Lean manufacturing principles are being applied to the planning and construction of a $1 billion mixed-use development near the B.C. capital of Victoria.
The Capital City Centre project in Colwood, a city of about 16,000 on the capital region’s West Shore, is being built in phases that meet market demand but no more, said the co-founder of the company that is financing the project.
“I’m building just enough for what you need at that moment but (also) what you can sell at that moment at time,” Adam Gant, co-chair and co-founder of League Financial Group, told the annual general meeting of the Victoria chapter of the Building Owners and Managers Association of B.C. on April 12.
For example, in a traditional project of this type, all the underground parking would be built at the outset at enormous cost, he said. Economies of scale might save on construction costs but they won’t help generate any revenue “for however long it takes you to build those towers,” he told the lunchtime gathering of about 35 people.
Gant did the math and concluded that it would make better financial sense to build an above-grade parking structure early in the project and then demolish it to enable underground parking when those later structures are built.
“If you compare that with the efficiencies in the construction costs by building all at once, it’s a massively bigger number that you just waste by having capital sit in the ground,” Gant said.
Ground broke on the Capital Centre project in January, about six years after it was first proposed. It will replace a decades-old strip mall that covers just under 14 acres. About half of the old shopping centre has been demolished. The rest of it will also come down, including a building now occupied by London Drugs, which will be an anchor tenant in the new project.
Gant said he expected the new London Drugs store to be completed by 2013. Two food stores are competing for a spot in the development. And a six-storey office-retail building, of which League will occupy the top three floors, would be ready in 2014.
The developers are also looking at “specific office tenant users who will help incubate their businesses,” Gant said. While he declined to name any names, or even sectors, he envisioned a business that would start by occupying a single floor and expand into more space in subsequent stages.
He also hinted at an announcement within the next two months of a scheme that “we think will actually drive demand in the project and really create the occupants to fill up a lot of the residential we have.”
When built out in 15 to 20 years, the project will boast upwards of a million square feet of office space, about 2,200 condos, and 190,000 to 200,000 square feet of retail area, Gant said in response to questions from the audience.
The project would include a mix of wood-frame buildings, townhouses, and residential towers as high as 29 storeys. It would also include innovative features like a district energy system, similar to one in the Westhills development in nearby Langford, and plug-in stations for electric vehicles.
Gant received a warm reception from the BOMA crowd, although some people expressed concerns about how the project would affect the “Colwood Crawl,” the pet name for the region’s notorious traffic congestion.
“There’s a lot of people they’re going to pack in there eventually,” said John Board, a BOMA board member who works for Kone Inc.

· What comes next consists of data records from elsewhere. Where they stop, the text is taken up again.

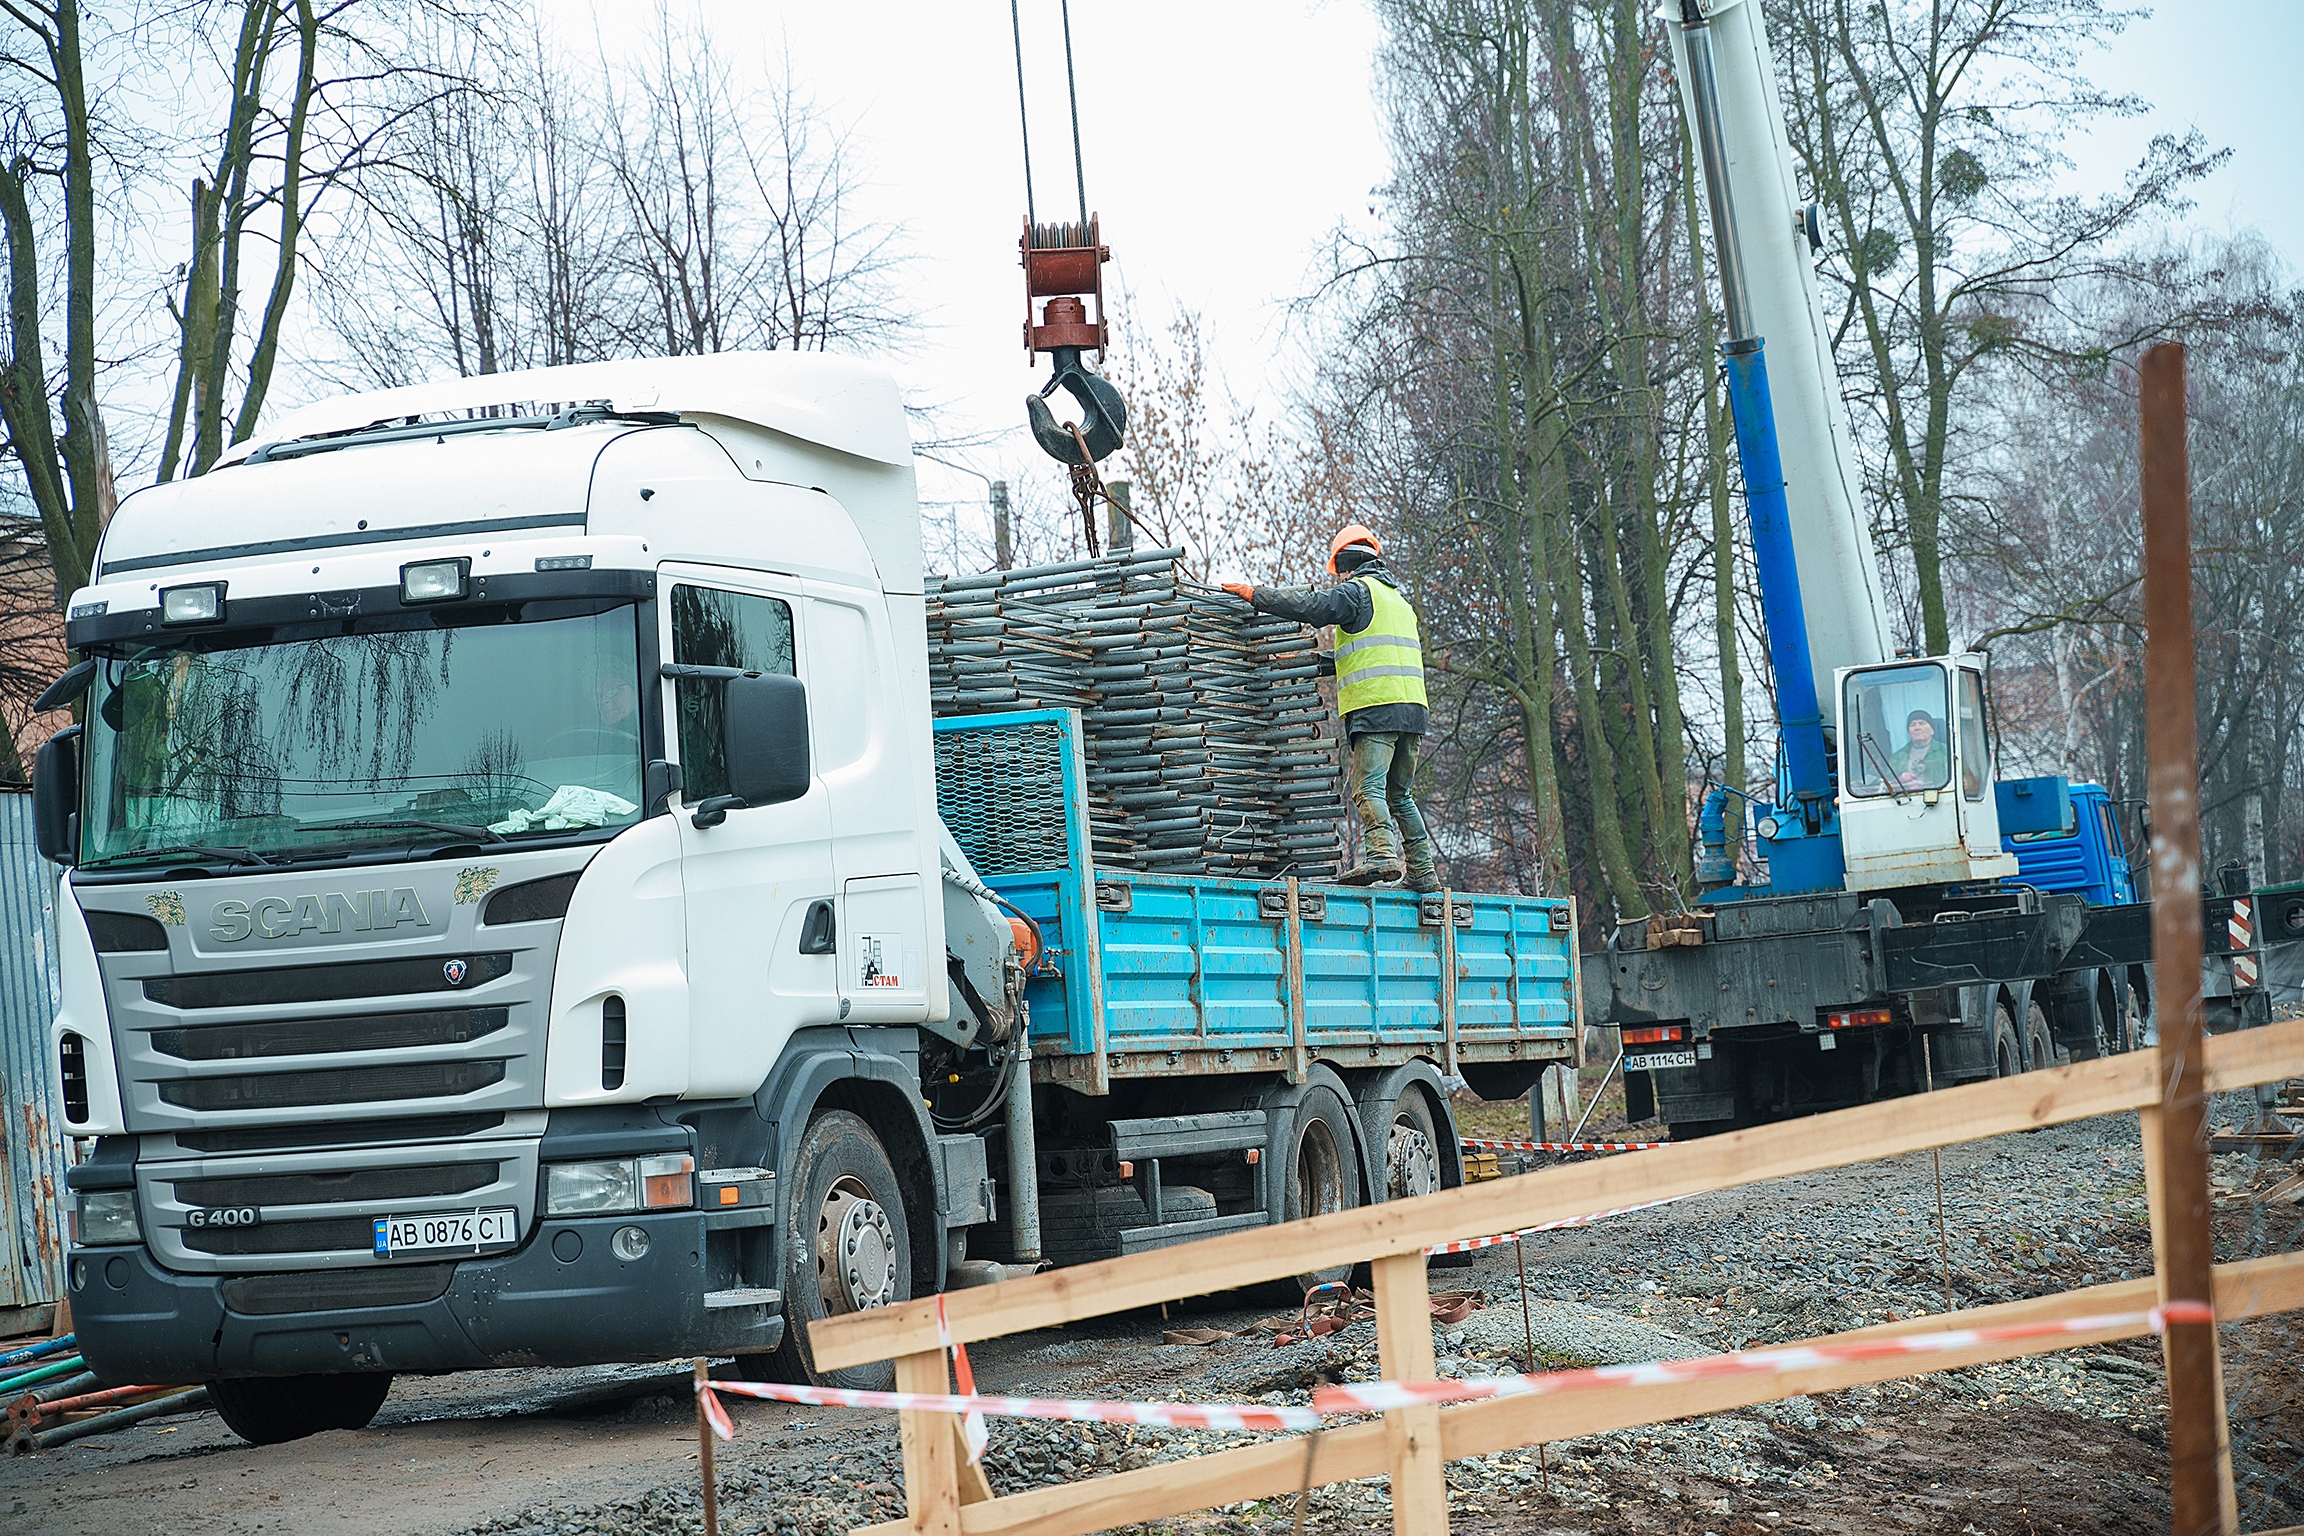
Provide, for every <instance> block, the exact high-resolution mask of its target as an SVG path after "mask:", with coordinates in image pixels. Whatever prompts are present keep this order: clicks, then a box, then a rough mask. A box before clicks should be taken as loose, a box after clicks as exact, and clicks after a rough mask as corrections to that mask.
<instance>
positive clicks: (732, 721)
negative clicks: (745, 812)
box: [721, 672, 809, 806]
mask: <svg viewBox="0 0 2304 1536" xmlns="http://www.w3.org/2000/svg"><path fill="white" fill-rule="evenodd" d="M721 746H723V751H726V762H728V792H730V794H735V797H737V799H742V801H744V804H746V806H781V804H783V801H788V799H799V797H802V794H806V792H809V686H806V684H804V682H799V679H797V677H781V675H774V672H765V675H760V677H730V679H728V702H726V707H723V709H721Z"/></svg>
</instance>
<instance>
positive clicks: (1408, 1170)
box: [1385, 1087, 1440, 1200]
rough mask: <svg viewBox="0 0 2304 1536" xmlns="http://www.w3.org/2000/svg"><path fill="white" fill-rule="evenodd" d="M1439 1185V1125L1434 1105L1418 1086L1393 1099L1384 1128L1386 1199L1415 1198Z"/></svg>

Nevertheless, he added: “I liked his financing. I like his staging. I work for an elevator company and I like the fact there’s lots of opportunity for people in my industry.”
Bruce Scott, general manager of the Grounds Guys Landscape Management, also acknowledged the traffic concerns. “But I see people living and working in their local communities,” Scott added. “I think you’ll see a lot more of that as the West Shore grows.”
Skeptics have criticized the project since it was first proposed in 2006, Gant said. As he told the BOMA group, however, the project has evolved since then. One of the original consultants had worked on Paul Reichmann’s Canary Wharf project in London, which influenced the original vision for Capital City Centre, previously known as Colwood City Centre.
“Every single building was going to be a high-rise tower,” Gant said. “And the phasing idea at the time was build three towers at once and do the underground parking for a three-tower body.”
Rather than do that, it was decided to build the project in phases, which would mimic how cities naturally grow, he said.
“You don’t build all the underground parking in your entire downtown,” he said. “You build it one tower at a time as the need for that tower above it (happens).”
While League is taking a slow approach to this project, Gant and Arruda have been anything but slow in building their business empire since starting it in 2004.
About a decade ago, Gant, now a 32-year-old married father of three, was studying engineering at the University of B.C. and running a College Pro painting franchise. Originally from Kelowna, he dropped out of UBC to come to Victoria to join the national rowing team. At six-foot-six, he still has the lean and chiseled frame of a world-class athlete while also projecting a smiling, gentle-giant demeanour.
Gant told the BOMA crowd that he is also well aware of other large developments that are reshaping the Victoria region, such as former NHLer Len Barrie’s Bear Mountain project, which went into bankruptcy in 2010. After looking at absorption numbers for other Victoria projects, Gant said he had to “do a little gut check” and ask himself if there is enough demand in the market for a project like Capital City Centre.
“I don’t know if we actually had a good answer,” he said. “(But) we came away feeling really great about that question.”